Note: Sonny Albarado is the 2012-13 national SPJ president. He took office on Sept. 22 during the Excellence in Journalism conference.
Looking on the past year as president-elect, I see two glasses — one half-empty, the other half-full.
The half-empty glass shows that I failed to achieve some of the pledges I made to convention delegates when I sought their votes in New Orleans a year ago.
The half-full glass contains examples of the personal goals I met and tasks I accomplished as President John Ensslin’s designated hitter on crises that developed during the year.
A year ago, I told the convention that one of my goals as president-elect would be to focus on not just ending the slippage in our membership numbers but growing our ranks.
I can’t claim to have personally done a lot to fulfill that goal — although I did make some calls to lapsed members in an effort to get them to rejoin as part of a membership drive created by Ensslin and Membership Committee Chairwoman Holly Edgell. And in September, Edgell’s committee embarked on a new membership drive dubbed E1R1, or each one, recruit one.
Any newly recruited member or renewed lapsed member will make that effort a success, I believe.
Our membership numbers continue to hover at about 8,000, so you might say the glass is also half-full.

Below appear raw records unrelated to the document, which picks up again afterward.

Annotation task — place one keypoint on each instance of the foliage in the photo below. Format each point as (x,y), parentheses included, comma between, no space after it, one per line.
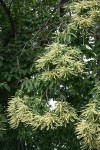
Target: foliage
(45,58)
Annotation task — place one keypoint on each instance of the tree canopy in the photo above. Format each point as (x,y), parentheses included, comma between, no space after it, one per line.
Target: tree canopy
(50,52)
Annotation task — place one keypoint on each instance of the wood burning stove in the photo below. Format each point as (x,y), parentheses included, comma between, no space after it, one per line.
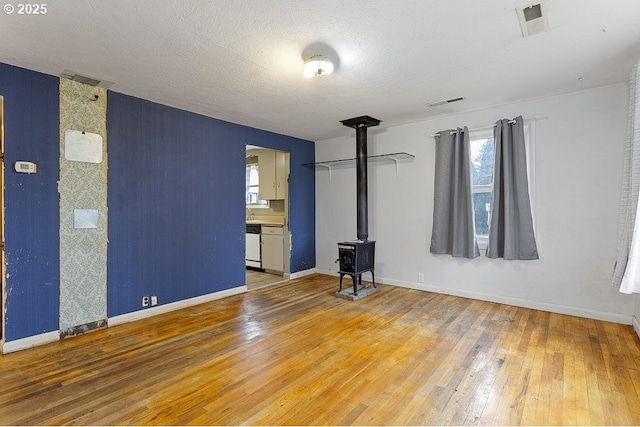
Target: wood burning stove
(358,257)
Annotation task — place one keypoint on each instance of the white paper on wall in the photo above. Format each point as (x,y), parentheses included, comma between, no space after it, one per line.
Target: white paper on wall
(82,146)
(85,218)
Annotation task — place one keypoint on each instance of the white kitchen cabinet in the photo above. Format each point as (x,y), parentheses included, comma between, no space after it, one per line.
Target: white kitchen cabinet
(273,248)
(272,169)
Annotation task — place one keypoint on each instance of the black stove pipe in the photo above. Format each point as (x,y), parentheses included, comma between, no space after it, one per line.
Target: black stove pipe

Also in the half-full glass is my pledge to work with national SPJ board and staff to find ways to expand our professional development offerings and to use those programs to build SPJ’s brand recognition to attract and keep members.
Executive Director Joe Skeel, Associate Director Chris Vachon and the staff made this goal easy to achieve because Joe has a vision for what SPJ can and should do as it transforms itself into a 21st-century, digitally oriented organization that not only serves individual journalists but the cause of independent journalism worldwide.
I can’t take credit for one of the changes Skeel is trying to make, but I heartily approve and hope the SPJ board will fully support it. That change is to our highly successful Ted Scripps Leadership Institute, which has brought about 50 SPJ chapter leaders to Indianapolis each summer for more than a decade to be trained in how to lead a volunteer organization.
Because the venue SPJ uses to hold the institute is closing, Skeel, Vachon and Tara Puckey — our new staff chapter coordinator — asked not just whether the institute should keep going but how it might be improved.
Their proposal: take leadership training to the chapters. They’ve asked the board to approve the change, and they’re asking the Scripps Howard Foundation to continue providing the $50,000 a year in grant money to make it happen.
If the proposal succeeds in getting board approval and continued funding, the future of SPJ’s local and national leadership should be assured for a generation or more.
In the past year, SPJ also has expanded its professional development offerings. A cadre of Freedom of Information activists, including national secretary-treasurer Dave Cuillier, broadened the reach of Cuillier’s brainchild, Access Across America. Our online library of on-demand training videos keeps growing, and our in-newsroom training continues to be sought after.
In the coming year, I will work with Skeel and the staff to strengthen and expand our training offerings and chapter programming ideas because I agree with him and Region 3 Director Michael Koretzky.
It might surprise you to know that Skeel and Koretzky agree on this: Programming attracts members.
But Koretzky’s view that SPJ needs to “do more” goes beyond training sessions or topical programming.
He and others I’ve heard from in recent weeks believe SPJ needs to improve its response time when threats to journalism and journalists pop up, which they seem to do more and more frequently
Many of you reading this likely heard of what happened in mid-August at The Red and Black, the independent student newspaper at the University of Georgia. If not, the essence is this: Student editors walked off the job on a Friday evening to protest what they believed was increasingly heavy-handed efforts at editorial control by the professional staff and the paper’s governing board.
The walkout lit up the Twittersphere and the rest of the journalism world online. At Ensslin’s request, Koretzky went on a fact-finding mission. Then, without reporting his findings to Ensslin, Koretzky posted them, along with his opinions, on the Region 3 SPJ-hosted blog.
A lot of back-and-forth ensued that I won’t get into here, but if you’re interested, read Koretzky’s posts on the issue and Ensslin’s blog.
The point, though, is that we heard from SPJ members who agreed that our organization lost ground by not tweeting, posting or otherwise commenting on the Red and Black situation more quickly.
They fault SPJ for not having a nimble social media policy.
So, I’ll promise you the same thing I promised Koretzky: We’ll work on improving our response time to journalism flare-ups. And we’ll tweak our approach to social media.
Ultimately, I believe SPJ will “do more” and grow stronger.